Self-targeting assay

Synthetic single guide RNAs (sgRNA) were designed for L. gasseri based on the RNA-Seq confirmed boundaries for the tracrRNA and crRNAs. A protospacer sequence flanked by the PAM 5′-cTAAC-3′ in the FruK was selected as the target for a chromosomal self-targeting assay. The corresponding spacer sequence was designed in the guide RNA. A highly expressed promoter for the tuf gene was cloned in front of the sgRNA. Using the transformation protocol for L. gasseri in the plasmid interference assays, plasmids containing the promoter and single guide were transformed into the cells.
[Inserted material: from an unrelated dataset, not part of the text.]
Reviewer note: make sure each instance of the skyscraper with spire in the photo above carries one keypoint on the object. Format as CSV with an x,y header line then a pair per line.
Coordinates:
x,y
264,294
Overnight recovered cells were plated on minimal MRS containing 10% fructose, 3 ug/ml erythromycin, and bromocresol purple to assess the ability of the transformants to still metabolize fructose.

Data availability

The BioProject ID for this experiment is PRJNA400806. The raw small RNA data can be reached using the following SRA Accession Numbers: SRR5997381-SRR5997390.